Dumbarton owner Mario Lapointe.
‘If I finish one day in a position where our athletes are being paid, that’s a win for me,’ says Dumbarton owner Mario Lapointe. Photograph: Courtesy of Dumbarton

Mario Lapointe became the unlikely owner of the Scottish club a year ago and his radical plans are taking shape at the Rock

“A lot of people ask me the same thing,” says a laughing Mario Lapointe, on how a Canadian songwriter and entrepreneur became owner of the Scottish lower league club Dumbarton 12 months ago. “When I was looking for a football club, this club kept calling me back – not literally.

“For example, I wrote a song in 1992 which had a lyric about sitting on the rock, and Dumbarton’s stadium is called the Rock. It’s also on the river and I wrote a lot of lyrics about rivers and ships, so it felt meant to be.”

Lapointe is at home in Quebec in a Dumbarton home shirt, but there was a deeper meaning behind a man, better known by his stage name Vintage, and who moved from music to engineering and back to music again, wanting to own a club he had no apparent physical connection with.

“Where it seemed to click for me was the club was about to go into liquidation,” he says. “Five years from now you’d have trees in the grounds and someone building houses on the land. The club had been going for 153 years and has tasted bad times because of bad people.

“I came in last summer, but discussions had started a few months earlier. The link between generations and the core values are important and in Scotland there’s a real passion for what the core values of Scotland are.”

He also has a plan to take the club forward, including its women’s team, which sits in the third-tier Scottish Women’s Football League Central-West, one of four regional divisions where the players are unpaid.

Lapointe, though, wants to ensure the women’s team get access to an equal split of what they bring into the club, with all games next season to be played at the Rock – which neighbours Dumbarton Castle and the River Clyde – for the first time “I looked at different sports and clubs … but we know what happens, as soon as something goes wrong it’s the women’s budget that gets cut.”

Dumbarton’s men’s side finished ninth of 10 in Scottish League Two this season after being deducted five points for entering administration prior to Lapointe’s takeover. “I had to find a different model. In my case, we are a League Two club, the players are not being paid right now, they rarely even have anything to cover their own expenses. My model is very simple. It’s not profit sharing, in football there is no such real thing as that, the wording is wrong; it’s revenue sharing, attributing 50% directly from gate sales and season ticket sales to the women’s team, not anywhere else.

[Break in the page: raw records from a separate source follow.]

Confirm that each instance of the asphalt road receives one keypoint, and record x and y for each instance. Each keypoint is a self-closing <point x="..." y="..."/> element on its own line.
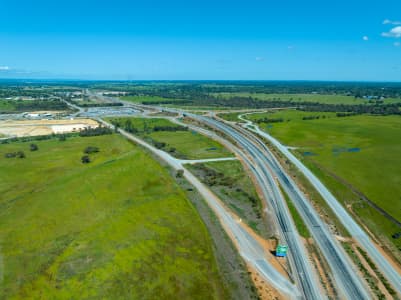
<point x="250" y="249"/>
<point x="344" y="217"/>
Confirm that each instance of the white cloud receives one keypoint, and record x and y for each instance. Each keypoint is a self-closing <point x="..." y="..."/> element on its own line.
<point x="387" y="21"/>
<point x="394" y="32"/>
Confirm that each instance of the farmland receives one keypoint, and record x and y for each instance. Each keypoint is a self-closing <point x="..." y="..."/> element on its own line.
<point x="117" y="227"/>
<point x="146" y="99"/>
<point x="10" y="106"/>
<point x="318" y="98"/>
<point x="173" y="138"/>
<point x="355" y="156"/>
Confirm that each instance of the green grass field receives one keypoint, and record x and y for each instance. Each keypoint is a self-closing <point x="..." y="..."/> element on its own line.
<point x="6" y="106"/>
<point x="326" y="99"/>
<point x="235" y="188"/>
<point x="187" y="144"/>
<point x="362" y="152"/>
<point x="145" y="99"/>
<point x="116" y="228"/>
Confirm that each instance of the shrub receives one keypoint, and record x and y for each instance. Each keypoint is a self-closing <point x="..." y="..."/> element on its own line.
<point x="85" y="159"/>
<point x="91" y="149"/>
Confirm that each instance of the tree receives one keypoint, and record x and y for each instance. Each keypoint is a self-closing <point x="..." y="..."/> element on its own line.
<point x="85" y="159"/>
<point x="91" y="149"/>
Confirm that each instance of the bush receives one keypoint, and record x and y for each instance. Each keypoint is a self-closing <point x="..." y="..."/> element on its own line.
<point x="85" y="159"/>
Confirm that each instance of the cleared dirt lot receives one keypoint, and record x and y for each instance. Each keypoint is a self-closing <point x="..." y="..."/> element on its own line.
<point x="42" y="127"/>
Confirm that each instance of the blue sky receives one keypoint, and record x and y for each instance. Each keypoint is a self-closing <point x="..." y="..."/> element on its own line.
<point x="244" y="40"/>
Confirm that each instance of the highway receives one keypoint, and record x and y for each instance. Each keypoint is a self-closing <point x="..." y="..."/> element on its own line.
<point x="267" y="170"/>
<point x="249" y="248"/>
<point x="343" y="216"/>
<point x="346" y="278"/>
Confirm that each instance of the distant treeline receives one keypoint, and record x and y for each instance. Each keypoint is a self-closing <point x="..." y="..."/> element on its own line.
<point x="83" y="104"/>
<point x="95" y="131"/>
<point x="192" y="89"/>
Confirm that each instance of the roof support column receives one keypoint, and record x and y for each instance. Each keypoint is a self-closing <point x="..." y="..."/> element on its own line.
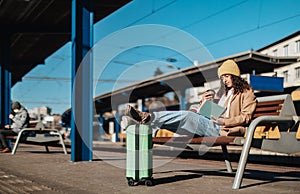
<point x="82" y="95"/>
<point x="5" y="79"/>
<point x="182" y="99"/>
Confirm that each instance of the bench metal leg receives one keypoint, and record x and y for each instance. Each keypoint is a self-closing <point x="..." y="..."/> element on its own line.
<point x="62" y="143"/>
<point x="246" y="148"/>
<point x="17" y="143"/>
<point x="226" y="157"/>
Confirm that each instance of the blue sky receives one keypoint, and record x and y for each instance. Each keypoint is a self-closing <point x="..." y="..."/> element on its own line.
<point x="222" y="28"/>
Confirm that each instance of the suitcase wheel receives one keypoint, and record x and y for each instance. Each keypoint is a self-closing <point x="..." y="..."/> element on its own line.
<point x="130" y="182"/>
<point x="148" y="182"/>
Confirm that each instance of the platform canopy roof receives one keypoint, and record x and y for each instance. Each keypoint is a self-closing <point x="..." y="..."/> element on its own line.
<point x="37" y="28"/>
<point x="186" y="78"/>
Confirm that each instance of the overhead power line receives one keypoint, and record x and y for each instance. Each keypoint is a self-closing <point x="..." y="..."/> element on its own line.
<point x="45" y="78"/>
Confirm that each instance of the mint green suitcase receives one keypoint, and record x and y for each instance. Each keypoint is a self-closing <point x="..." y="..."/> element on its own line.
<point x="139" y="162"/>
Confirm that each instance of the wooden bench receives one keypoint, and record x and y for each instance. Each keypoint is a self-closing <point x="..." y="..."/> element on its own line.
<point x="36" y="133"/>
<point x="270" y="111"/>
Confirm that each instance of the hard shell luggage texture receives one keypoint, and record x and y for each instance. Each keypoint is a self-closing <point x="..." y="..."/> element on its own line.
<point x="139" y="162"/>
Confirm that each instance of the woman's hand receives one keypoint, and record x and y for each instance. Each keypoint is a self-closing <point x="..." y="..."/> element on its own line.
<point x="11" y="116"/>
<point x="208" y="95"/>
<point x="219" y="121"/>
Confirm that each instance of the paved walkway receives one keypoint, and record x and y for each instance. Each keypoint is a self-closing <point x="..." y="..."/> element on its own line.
<point x="32" y="170"/>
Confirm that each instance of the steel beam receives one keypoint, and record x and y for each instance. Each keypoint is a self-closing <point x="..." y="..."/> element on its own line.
<point x="82" y="98"/>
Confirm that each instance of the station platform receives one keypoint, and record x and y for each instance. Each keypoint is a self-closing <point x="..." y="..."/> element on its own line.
<point x="32" y="170"/>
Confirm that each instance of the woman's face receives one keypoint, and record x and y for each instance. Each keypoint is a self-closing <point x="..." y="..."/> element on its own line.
<point x="227" y="80"/>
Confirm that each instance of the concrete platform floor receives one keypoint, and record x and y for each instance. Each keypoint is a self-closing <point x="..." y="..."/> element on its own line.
<point x="32" y="170"/>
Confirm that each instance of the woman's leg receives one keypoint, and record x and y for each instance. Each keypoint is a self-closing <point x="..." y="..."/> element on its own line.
<point x="176" y="121"/>
<point x="3" y="134"/>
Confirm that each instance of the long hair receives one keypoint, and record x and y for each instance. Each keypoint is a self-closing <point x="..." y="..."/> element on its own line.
<point x="239" y="85"/>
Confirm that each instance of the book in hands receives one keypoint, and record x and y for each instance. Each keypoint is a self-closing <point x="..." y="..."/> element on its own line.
<point x="209" y="108"/>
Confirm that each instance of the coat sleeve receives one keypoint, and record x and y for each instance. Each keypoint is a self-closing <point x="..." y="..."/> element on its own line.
<point x="19" y="121"/>
<point x="246" y="108"/>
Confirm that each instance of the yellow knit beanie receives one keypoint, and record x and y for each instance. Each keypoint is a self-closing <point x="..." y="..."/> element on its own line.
<point x="229" y="67"/>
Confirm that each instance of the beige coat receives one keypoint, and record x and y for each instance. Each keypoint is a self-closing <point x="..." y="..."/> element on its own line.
<point x="240" y="114"/>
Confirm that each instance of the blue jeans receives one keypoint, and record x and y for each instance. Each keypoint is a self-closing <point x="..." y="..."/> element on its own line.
<point x="185" y="122"/>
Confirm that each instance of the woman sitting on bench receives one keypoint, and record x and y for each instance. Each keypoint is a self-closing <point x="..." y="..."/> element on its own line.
<point x="20" y="119"/>
<point x="238" y="99"/>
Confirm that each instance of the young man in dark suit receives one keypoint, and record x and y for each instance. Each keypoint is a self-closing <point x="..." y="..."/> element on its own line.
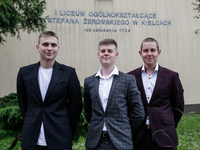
<point x="49" y="97"/>
<point x="109" y="97"/>
<point x="162" y="96"/>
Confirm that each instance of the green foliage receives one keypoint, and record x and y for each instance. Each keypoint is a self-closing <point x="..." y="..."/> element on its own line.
<point x="16" y="15"/>
<point x="9" y="100"/>
<point x="189" y="132"/>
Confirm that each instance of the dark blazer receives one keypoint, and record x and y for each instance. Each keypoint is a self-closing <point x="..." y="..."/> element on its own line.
<point x="59" y="112"/>
<point x="124" y="98"/>
<point x="164" y="109"/>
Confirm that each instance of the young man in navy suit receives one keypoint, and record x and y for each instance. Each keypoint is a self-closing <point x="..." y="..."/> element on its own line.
<point x="162" y="96"/>
<point x="109" y="97"/>
<point x="49" y="97"/>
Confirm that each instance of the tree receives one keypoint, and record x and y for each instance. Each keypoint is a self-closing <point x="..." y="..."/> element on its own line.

“We’re going to the stadium for the first time so we can push the sponsors a little bit more to help cover travel etc, but we use it almost like all the players became a megaphone for the team. They have a hand in it now, if they can bring people in it helps them, it makes them money.”

During his year-long ownership, there are things he would like to have done differently, but is aware “nobody is going to change anything just for me”. But he believesthe game is missing out when it comes to attracting a core audience to games every weekend.

“The thing that doesn’t play well for me is games being played on a Sunday – it should be a Friday night. I’ve been doing one year of meetings and when I open my schedule nobody ever books Sunday because Sunday is family day, spending time with your wife and kids, going for a picnic. Now we’ll ask them to come to watch our women’s team on a Sunday. That is a change which will be hard, but I’d like to get more games on a Friday night. It’s like having a new product to push and putting it out the back of the store and not in the front window.”

While his background is in music, Lapointe is aware of the pros and cons of elite sport living in Canada, where the women’s team became Olympic champions in 2021. Other sports, particularly winter sports, have seen the country compete at the elite level and he believes there are elements from the North American culture he can apply to Dumbarton’s women’s team.

“Canada, at one point, was top five in women’s football. They didn’t go backwards, the other countries got better,” he says. ”Over here in North America, women’s football developed so much because of the NCAA. When I see that angle, I see the universities we have in Glasgow, how do we bring those students, both local and international, into our programme?”

On long-term aims, it is not just about reaching the top division, but creating a more professional environment. “If I finish one day in a position where our athletes are being paid, that’s a win for me, because there is no sport without athletes.

“I don’t think I should say in three years we want to be in the SWPL [Scottish Women’s Premier League]. We give them the environment and then it’s how we measure winning for us. For me, it’s giving them salaries, increasing the talent pool and only then starting to think about the teams and leagues above us.”